Les raisons du succès de Frank Ocean ne sont pas qu’extra-musicales, toutefois. Channel ORANGE, en effet, est bon, vraiment bon. Le chanteur, certes, joue le registre usé de la soul éternelle, se montrant pris en tenaille entre religiosité et luxure, exposant ses tourments, ou ceux de ses personnages, sur des instruments harmonieux et luxuriants, guitares, cordes et claviers, chantant d’une voix tantôt douce, tantôt hantée, parfois larmoyante. Il réinvestit un thème ancien, celui de l’amour déçu (« Thinkin Bout You », « Monks », « Bad Religion »). Cet album, cependant, n’est pas la simple et l’énième tentative de revitalisation d’un genre disparu depuis longtemps, ce n’est pas que de la nu soul creuse.

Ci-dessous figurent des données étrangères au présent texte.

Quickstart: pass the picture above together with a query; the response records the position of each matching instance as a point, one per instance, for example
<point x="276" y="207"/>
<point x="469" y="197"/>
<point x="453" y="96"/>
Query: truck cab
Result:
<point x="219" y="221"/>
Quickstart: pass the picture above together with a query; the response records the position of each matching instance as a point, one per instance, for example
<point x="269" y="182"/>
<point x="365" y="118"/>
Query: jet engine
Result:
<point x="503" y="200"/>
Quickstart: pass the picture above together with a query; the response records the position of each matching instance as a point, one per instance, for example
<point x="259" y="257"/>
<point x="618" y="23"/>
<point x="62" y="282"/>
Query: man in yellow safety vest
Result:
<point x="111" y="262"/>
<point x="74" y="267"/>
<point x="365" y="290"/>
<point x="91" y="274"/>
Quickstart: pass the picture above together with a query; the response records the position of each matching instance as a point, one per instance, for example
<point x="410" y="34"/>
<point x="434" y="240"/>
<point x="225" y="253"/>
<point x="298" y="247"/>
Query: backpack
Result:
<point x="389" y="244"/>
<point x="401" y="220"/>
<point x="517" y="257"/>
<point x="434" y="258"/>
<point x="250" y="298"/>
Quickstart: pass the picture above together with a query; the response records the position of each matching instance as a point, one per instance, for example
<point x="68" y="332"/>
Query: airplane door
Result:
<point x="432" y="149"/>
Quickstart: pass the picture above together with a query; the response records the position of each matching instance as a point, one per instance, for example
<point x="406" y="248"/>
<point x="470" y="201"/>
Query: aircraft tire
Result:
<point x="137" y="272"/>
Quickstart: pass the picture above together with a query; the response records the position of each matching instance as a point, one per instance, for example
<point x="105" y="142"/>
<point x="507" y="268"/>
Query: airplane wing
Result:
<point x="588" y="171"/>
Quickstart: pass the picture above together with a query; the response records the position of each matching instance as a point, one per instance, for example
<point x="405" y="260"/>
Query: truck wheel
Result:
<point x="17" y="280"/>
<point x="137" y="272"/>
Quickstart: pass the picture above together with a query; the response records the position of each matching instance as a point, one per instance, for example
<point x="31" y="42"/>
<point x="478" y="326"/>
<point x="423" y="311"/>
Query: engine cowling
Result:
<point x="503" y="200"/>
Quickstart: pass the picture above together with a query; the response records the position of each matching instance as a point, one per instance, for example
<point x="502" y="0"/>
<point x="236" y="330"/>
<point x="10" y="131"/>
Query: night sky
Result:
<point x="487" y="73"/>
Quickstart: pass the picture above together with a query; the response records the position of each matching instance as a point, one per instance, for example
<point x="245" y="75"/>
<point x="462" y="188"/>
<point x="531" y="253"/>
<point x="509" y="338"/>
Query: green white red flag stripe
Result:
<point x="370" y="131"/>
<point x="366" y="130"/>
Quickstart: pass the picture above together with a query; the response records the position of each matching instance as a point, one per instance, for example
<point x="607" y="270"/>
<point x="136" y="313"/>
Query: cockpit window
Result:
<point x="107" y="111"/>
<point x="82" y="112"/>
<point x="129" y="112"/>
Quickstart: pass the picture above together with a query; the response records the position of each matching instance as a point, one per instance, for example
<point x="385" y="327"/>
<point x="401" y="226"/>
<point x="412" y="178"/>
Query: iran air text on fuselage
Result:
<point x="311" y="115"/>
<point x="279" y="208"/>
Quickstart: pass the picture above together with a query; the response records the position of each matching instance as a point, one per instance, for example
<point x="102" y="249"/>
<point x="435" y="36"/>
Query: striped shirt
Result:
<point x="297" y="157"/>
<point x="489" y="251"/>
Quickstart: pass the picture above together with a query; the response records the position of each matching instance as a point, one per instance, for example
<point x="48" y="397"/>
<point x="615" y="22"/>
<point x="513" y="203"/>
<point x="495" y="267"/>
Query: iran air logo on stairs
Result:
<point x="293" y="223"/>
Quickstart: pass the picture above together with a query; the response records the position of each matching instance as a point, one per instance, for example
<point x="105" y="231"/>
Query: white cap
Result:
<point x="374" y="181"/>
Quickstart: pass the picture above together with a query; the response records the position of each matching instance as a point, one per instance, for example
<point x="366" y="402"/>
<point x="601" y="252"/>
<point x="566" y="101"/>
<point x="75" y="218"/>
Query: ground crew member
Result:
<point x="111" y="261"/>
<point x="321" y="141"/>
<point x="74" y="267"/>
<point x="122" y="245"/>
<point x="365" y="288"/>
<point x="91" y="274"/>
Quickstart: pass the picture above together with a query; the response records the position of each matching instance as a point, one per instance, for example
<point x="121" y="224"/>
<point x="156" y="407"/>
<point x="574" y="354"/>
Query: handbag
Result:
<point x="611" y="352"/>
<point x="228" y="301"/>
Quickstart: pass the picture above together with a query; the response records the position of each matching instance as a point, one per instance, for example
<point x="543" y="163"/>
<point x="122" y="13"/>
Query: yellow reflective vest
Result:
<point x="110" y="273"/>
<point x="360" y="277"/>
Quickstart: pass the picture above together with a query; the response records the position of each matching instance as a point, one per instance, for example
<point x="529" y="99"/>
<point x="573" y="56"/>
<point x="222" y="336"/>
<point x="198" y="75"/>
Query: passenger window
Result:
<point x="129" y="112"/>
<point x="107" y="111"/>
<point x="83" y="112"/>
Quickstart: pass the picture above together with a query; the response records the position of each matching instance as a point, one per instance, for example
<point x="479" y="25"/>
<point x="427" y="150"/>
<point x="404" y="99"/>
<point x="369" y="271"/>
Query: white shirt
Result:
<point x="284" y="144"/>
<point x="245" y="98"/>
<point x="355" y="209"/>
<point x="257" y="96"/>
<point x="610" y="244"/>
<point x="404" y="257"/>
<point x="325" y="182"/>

A l’image d’un rap pourtant réduit à la portion congrue (ici, Earl Sweatshirt, là, André 3000), cette soul-là est plus urbaine que jamais, Ocean nous dépeignant sa ville, la mégapole de Los Angeles, en arrière-plan de ses récits. Il nous parle massivement de drogue (« Pilot Jones », « Crack Rock », « Lost »), tout comme le rap des années 2000 et 2010, et il dresse le portrait d’une société matérialiste (« Sweet Life », « Super Rich Kids », « Lost » encore), dans les deux cas sur un mode essentiellement critique, certes. Et bien sûr, des allusions à l’homosexualité, même utilisées en léger filigrane sur trois titres (« Thinkin Bout You », « Bad Religion », « Forrest Gump »), rénovent le vieux thème de la lutte entre l’esprit et la chair.

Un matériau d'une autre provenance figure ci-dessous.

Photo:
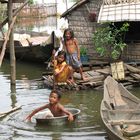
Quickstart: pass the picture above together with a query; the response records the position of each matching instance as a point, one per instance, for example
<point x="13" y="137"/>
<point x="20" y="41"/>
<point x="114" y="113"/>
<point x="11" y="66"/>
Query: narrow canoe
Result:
<point x="120" y="111"/>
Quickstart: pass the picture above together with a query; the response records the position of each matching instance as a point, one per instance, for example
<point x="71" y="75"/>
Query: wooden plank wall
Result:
<point x="83" y="28"/>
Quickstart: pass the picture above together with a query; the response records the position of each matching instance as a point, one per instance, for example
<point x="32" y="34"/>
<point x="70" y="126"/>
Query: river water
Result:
<point x="31" y="93"/>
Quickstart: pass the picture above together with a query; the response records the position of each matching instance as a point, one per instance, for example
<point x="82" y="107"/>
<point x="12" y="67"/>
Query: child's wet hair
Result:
<point x="56" y="92"/>
<point x="62" y="53"/>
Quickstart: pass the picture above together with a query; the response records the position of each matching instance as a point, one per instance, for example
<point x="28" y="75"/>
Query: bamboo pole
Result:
<point x="14" y="14"/>
<point x="9" y="30"/>
<point x="6" y="40"/>
<point x="11" y="44"/>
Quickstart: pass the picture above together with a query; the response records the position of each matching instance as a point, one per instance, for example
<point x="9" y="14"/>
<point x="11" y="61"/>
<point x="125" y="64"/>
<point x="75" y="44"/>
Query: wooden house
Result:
<point x="86" y="15"/>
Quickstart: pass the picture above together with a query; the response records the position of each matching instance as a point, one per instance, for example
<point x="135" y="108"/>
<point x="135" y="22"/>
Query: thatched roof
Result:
<point x="75" y="6"/>
<point x="119" y="10"/>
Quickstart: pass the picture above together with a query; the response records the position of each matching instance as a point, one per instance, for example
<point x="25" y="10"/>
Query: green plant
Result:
<point x="83" y="51"/>
<point x="109" y="40"/>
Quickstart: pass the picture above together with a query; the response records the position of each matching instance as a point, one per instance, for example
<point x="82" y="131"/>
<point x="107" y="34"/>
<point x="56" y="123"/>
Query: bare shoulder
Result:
<point x="75" y="40"/>
<point x="60" y="106"/>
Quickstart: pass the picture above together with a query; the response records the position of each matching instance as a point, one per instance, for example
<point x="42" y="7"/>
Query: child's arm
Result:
<point x="70" y="116"/>
<point x="35" y="111"/>
<point x="77" y="48"/>
<point x="58" y="71"/>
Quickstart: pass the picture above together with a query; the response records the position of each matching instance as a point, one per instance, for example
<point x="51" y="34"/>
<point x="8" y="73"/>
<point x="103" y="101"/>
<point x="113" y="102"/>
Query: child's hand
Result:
<point x="70" y="118"/>
<point x="28" y="118"/>
<point x="78" y="57"/>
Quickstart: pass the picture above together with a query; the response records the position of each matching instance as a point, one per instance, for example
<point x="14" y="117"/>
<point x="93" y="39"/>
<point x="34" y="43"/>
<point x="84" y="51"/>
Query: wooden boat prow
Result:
<point x="58" y="120"/>
<point x="120" y="111"/>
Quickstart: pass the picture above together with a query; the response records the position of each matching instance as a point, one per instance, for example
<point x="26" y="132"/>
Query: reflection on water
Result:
<point x="88" y="126"/>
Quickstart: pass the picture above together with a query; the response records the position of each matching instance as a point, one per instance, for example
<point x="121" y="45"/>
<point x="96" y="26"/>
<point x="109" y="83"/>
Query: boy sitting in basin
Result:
<point x="54" y="106"/>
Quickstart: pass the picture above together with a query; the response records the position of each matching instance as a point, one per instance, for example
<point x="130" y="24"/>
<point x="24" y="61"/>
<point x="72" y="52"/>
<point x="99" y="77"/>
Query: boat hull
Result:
<point x="120" y="111"/>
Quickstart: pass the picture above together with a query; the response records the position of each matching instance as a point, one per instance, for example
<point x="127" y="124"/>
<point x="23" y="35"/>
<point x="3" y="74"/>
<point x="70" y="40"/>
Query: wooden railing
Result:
<point x="110" y="2"/>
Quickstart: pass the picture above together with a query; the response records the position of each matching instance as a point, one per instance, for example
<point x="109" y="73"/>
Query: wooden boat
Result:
<point x="120" y="111"/>
<point x="58" y="120"/>
<point x="34" y="49"/>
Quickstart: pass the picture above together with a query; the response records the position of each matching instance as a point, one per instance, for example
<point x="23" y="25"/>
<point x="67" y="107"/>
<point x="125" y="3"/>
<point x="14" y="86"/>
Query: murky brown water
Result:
<point x="31" y="94"/>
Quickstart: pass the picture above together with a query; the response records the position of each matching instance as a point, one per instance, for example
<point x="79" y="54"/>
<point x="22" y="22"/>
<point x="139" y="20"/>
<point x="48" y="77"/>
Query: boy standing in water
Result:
<point x="54" y="106"/>
<point x="72" y="51"/>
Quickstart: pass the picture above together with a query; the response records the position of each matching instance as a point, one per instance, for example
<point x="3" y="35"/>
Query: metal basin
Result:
<point x="58" y="120"/>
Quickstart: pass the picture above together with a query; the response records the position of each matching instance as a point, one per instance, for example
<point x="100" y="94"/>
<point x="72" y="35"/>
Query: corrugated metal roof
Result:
<point x="119" y="12"/>
<point x="76" y="5"/>
<point x="14" y="1"/>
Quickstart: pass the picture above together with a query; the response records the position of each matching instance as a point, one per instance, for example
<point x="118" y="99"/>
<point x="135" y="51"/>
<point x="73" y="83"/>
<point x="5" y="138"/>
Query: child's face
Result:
<point x="60" y="58"/>
<point x="68" y="35"/>
<point x="53" y="98"/>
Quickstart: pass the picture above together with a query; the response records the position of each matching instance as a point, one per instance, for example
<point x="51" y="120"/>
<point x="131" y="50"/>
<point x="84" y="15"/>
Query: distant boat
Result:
<point x="33" y="49"/>
<point x="120" y="111"/>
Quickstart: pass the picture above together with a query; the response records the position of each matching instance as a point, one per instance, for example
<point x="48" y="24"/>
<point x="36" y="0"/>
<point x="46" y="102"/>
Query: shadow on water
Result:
<point x="30" y="95"/>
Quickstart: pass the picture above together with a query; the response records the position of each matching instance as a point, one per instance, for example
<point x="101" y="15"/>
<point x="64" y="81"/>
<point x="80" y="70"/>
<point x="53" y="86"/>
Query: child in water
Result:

Et puis bien sûr, il y a la musique. Au tout début, elle surprend peu. Avec le falsetto de « Thinkin Bout You », un « Sweet Life » très Stevie Wonder et un « Pilot Jones » façon Marvin Gaye, on évolue en terrain familier. Mais à mi-route, le disque prend une autre dimension, quand vient le temps d’un épique « Pyramids » de 10 minutes où Ocean établit un parallèle entre monuments antiques et boite de striptease. Il s’agit là du cœur de l’album, d’un morceau de choix qui, malgré son pathos débordant (un désœuvré se lamente que sa compagne soit contrainte de gagner sa vie en s’exhibant dans un strip club), séduit avec ses sonorités électroniques plus modernes, avec ses changements de rythmes et de tons.

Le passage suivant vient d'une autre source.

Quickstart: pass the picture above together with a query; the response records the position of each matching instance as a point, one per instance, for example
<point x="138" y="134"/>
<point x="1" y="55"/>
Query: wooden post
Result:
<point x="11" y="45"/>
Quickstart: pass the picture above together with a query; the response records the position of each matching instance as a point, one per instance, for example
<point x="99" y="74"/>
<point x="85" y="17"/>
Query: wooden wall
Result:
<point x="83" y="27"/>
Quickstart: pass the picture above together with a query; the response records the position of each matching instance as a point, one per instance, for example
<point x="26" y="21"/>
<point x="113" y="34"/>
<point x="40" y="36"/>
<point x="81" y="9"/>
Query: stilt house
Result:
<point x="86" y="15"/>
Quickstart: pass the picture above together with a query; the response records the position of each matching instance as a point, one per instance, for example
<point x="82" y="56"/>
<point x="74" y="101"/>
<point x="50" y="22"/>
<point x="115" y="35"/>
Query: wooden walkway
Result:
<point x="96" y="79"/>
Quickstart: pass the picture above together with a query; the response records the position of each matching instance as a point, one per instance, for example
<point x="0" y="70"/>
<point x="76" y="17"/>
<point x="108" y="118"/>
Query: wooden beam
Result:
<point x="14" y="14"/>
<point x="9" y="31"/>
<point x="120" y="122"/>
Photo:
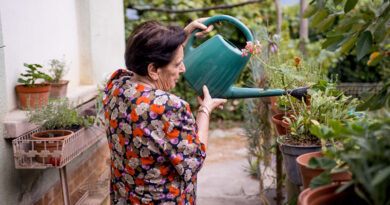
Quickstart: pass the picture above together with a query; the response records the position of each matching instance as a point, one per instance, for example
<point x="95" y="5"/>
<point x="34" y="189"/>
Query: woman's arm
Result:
<point x="207" y="105"/>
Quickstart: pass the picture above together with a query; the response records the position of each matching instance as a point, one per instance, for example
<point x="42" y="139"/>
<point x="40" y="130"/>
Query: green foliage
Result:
<point x="58" y="114"/>
<point x="32" y="75"/>
<point x="57" y="70"/>
<point x="366" y="153"/>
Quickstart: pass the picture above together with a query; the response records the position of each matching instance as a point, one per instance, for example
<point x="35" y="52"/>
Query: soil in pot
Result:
<point x="308" y="173"/>
<point x="327" y="195"/>
<point x="290" y="154"/>
<point x="51" y="141"/>
<point x="32" y="97"/>
<point x="58" y="90"/>
<point x="277" y="120"/>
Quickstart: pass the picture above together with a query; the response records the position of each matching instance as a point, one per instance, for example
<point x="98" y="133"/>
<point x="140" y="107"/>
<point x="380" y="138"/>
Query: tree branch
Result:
<point x="194" y="9"/>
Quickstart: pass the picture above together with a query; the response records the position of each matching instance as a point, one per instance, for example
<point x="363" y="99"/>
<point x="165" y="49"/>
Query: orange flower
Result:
<point x="130" y="170"/>
<point x="117" y="173"/>
<point x="138" y="132"/>
<point x="172" y="135"/>
<point x="174" y="191"/>
<point x="159" y="109"/>
<point x="163" y="170"/>
<point x="134" y="200"/>
<point x="133" y="116"/>
<point x="143" y="99"/>
<point x="116" y="92"/>
<point x="176" y="161"/>
<point x="139" y="181"/>
<point x="131" y="154"/>
<point x="140" y="88"/>
<point x="189" y="139"/>
<point x="113" y="123"/>
<point x="121" y="140"/>
<point x="147" y="160"/>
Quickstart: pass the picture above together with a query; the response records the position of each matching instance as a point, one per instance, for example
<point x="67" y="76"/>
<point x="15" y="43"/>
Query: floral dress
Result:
<point x="155" y="150"/>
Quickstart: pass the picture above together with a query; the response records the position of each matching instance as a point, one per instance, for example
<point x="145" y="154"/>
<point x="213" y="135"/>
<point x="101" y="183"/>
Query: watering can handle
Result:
<point x="239" y="24"/>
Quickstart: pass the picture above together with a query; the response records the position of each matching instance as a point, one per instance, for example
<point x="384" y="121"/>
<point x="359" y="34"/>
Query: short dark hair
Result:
<point x="152" y="42"/>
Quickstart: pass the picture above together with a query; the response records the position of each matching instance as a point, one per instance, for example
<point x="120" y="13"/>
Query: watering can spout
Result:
<point x="235" y="92"/>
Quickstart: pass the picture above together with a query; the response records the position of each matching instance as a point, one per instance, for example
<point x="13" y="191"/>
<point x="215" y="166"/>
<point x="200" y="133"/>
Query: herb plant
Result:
<point x="32" y="75"/>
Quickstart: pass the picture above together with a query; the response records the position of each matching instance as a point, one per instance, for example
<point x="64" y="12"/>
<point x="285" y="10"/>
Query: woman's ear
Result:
<point x="152" y="71"/>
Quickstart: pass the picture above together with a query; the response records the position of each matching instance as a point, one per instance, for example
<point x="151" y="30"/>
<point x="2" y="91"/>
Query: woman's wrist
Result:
<point x="204" y="109"/>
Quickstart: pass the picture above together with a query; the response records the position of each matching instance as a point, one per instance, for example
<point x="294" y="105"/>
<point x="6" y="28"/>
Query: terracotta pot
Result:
<point x="51" y="143"/>
<point x="290" y="154"/>
<point x="58" y="90"/>
<point x="277" y="120"/>
<point x="327" y="195"/>
<point x="308" y="173"/>
<point x="32" y="97"/>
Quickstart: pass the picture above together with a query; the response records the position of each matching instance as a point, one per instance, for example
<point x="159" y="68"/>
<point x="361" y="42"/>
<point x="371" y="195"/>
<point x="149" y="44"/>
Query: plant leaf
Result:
<point x="350" y="5"/>
<point x="321" y="180"/>
<point x="364" y="44"/>
<point x="325" y="24"/>
<point x="381" y="176"/>
<point x="309" y="11"/>
<point x="318" y="18"/>
<point x="323" y="163"/>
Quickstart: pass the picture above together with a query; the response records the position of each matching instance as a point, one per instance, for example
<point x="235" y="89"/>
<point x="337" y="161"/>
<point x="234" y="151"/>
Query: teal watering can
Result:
<point x="217" y="63"/>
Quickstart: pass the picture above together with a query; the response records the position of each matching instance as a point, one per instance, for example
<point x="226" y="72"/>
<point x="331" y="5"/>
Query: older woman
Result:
<point x="157" y="147"/>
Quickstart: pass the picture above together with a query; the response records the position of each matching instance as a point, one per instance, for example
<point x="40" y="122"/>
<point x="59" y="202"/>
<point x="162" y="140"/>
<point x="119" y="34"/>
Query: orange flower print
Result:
<point x="143" y="99"/>
<point x="117" y="173"/>
<point x="121" y="140"/>
<point x="172" y="135"/>
<point x="139" y="181"/>
<point x="114" y="123"/>
<point x="131" y="154"/>
<point x="116" y="92"/>
<point x="159" y="109"/>
<point x="147" y="160"/>
<point x="174" y="191"/>
<point x="134" y="200"/>
<point x="176" y="161"/>
<point x="164" y="170"/>
<point x="130" y="170"/>
<point x="140" y="88"/>
<point x="133" y="116"/>
<point x="138" y="132"/>
<point x="189" y="139"/>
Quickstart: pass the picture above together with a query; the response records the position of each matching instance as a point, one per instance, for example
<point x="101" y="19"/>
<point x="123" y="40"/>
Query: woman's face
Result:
<point x="169" y="74"/>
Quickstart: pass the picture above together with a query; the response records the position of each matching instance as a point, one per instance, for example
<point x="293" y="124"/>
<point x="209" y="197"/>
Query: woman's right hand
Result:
<point x="209" y="102"/>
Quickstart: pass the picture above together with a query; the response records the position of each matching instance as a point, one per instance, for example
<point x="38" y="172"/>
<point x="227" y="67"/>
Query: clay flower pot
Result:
<point x="58" y="90"/>
<point x="308" y="173"/>
<point x="32" y="97"/>
<point x="277" y="120"/>
<point x="51" y="143"/>
<point x="327" y="195"/>
<point x="290" y="154"/>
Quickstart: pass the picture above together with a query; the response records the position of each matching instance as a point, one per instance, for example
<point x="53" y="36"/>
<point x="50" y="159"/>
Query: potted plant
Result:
<point x="58" y="85"/>
<point x="326" y="104"/>
<point x="58" y="120"/>
<point x="367" y="157"/>
<point x="31" y="94"/>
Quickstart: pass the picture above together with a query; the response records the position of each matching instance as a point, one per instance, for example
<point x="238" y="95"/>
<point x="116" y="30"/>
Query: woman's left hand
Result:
<point x="198" y="24"/>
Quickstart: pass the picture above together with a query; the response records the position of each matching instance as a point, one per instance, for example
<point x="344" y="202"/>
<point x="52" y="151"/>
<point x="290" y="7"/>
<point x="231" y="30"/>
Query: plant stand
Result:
<point x="25" y="153"/>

Et la suite n’est pas mal non plus, c’est même un festival de grands titres, comme le très orchestré « Bad Religion », où Frank Ocean s’épanche sur ses amours perdues auprès d’un chauffeur de taxi, ou bien le délicat et déchirant « Pink Matter », où intervient l’immense André 3000. Cette fin n’est pas loin d’être irréprochable. Et si elle ne suffit pas à faire de Frank Ocean le messie ultime annoncé par les magazines les plus éloignés de la chose rap ou R&B, elle mérite qu’une toute petite signature se rajoute tardivement à l’assourdissant concert de louanges qui a accompagné la sortie de Channel ORANGE : POPnews.com.